The following op-ed piece appeared in the Sunday New York Times of June 27, 1993.

Another Kind of Closet

by Anna Quindlen

Sometime in the next few weeks the President will decide whether or not to lift the ban on gay men and lesbians in the military. Faced with considerable opposition in Congress, it looks today as though he is likely to settle for a compromise that is politically safe. But it also looks as though that compromise is un-American.

The new policy for allowing gay people to serve in the armed forces -- as they have done since this country was founded -- is known in shorthand as "Don't ask, don't tel." This gives the illusion that sexuality in the service will become a private matter. Illusory it is. Several of the proposed compromises would replace the outright ban on gay soldiers with the creation of a permanent cadre of second-class military men and women. The "don't ask" part makes sense. don't ask potential recruits about their sexual orientation. And don't waste defense dollars digging up rumors of young lesbians in love.

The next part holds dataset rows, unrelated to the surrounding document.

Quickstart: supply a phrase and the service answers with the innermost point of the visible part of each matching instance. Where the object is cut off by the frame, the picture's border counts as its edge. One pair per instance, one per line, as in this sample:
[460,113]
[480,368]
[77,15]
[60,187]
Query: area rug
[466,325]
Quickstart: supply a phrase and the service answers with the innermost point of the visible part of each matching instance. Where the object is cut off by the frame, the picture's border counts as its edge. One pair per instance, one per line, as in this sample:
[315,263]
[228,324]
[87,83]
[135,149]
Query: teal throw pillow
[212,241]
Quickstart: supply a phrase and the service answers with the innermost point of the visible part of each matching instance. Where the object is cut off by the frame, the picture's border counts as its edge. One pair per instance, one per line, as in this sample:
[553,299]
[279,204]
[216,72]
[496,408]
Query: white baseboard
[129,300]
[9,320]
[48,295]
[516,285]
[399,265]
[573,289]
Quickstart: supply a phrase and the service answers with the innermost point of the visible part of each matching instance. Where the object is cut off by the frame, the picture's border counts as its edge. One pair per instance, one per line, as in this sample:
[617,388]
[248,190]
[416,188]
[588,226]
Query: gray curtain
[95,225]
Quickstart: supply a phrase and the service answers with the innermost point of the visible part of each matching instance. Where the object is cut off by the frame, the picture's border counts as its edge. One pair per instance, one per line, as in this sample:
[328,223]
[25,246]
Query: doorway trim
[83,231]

But "don't tell" is something else again. Some of the brass want "don't tell" to include personal conversations. In other words, if Joe wants to tell a fellow soldier that he and Paul are an item, Joe might be accused of a forbidden act called "declaring" his homosexuality.

Another possible compromise allows gay soldiers to serve as long as they don't engage in homosexual conduct on or off base. The Pentagon would become a cousin of the Catholic Church: homosexuals will be tolerated as long as they don't homosex.

Well, any American who has become accustomed to the idea that private conversations are private and what we do in our bedrooms is nobody's business can see there's something peculiar here. Heterosexual soldiers will be able to talk about their love life and live it, too. Gay men and lesbians will become a special silenced underclass, nominally accepted but constantly on guard. Call it compromise; it is still a closet.

The dialogue about gays in the military has not been about gay people at all. Oh, it would have been if it could have been. If some soldiers of Sodom were accused of putting the moves on 21-year-old same-sex recruits, those opposed to lifting the ban would surely have outed them.

But that's not the real story of gays in the American military. They are sad stories, often, of good soldiers who served their country and were badly served by it. They bring to mind the inscription on Sgt. Leonard Matlovich's tombstone: "When I was in the military, they gave me a medal for killing two men and a discharge for loving one."

The debate about gays in the military has been instead about how straight people feel about gay people. It has been about the need to maintain order and discipline, which has been shorthand for suggesting that straight soldiers hate and fear gay people so much that their esprit de corps will crumble with the end to sexual subterfuge.

There's even talk that the ban protects gay people, that they would not be safe from attacks by fellow soldiers if they came out of the closet. This is like saying that the Tailhook incident would never have happened if we'd only let gender prejudice be our guide and kept women out of the service. The threat of violence is no argument against lifting the ban. It is an argument for weeding out thugs whose idea of battle is beating up one of their own.

I've been told in many, many letters that I can't possibly understand the culture of the military because I've never served. Herewith, a source who has, and with distinction:

"The military didn't want blacks in integrated units, or women, and now it doesn't want gays. Well, a soldier may not like every order, or every member of his or her unit, but a good soldier will always follow orders --- and, in time, respect those who get the job done."

That's former Senator Barry Goldwater writing recently in the The Washington Post, advocating the overturn of the ban and reminding conservatives of their basic tenet, the one that seems to elude the movement nowadays, "the believe that government should stay out of people's private lives."

Congress is not with the President on lifting the ban. But on this issue, a matter not of numbers crunching but of civil rights, the President ultimately must live, not with Congress, but with conscience. He should not endorse an ignoble compromise that merely creates another kind of closet. This one's not for the opinion polls. It's for the history books.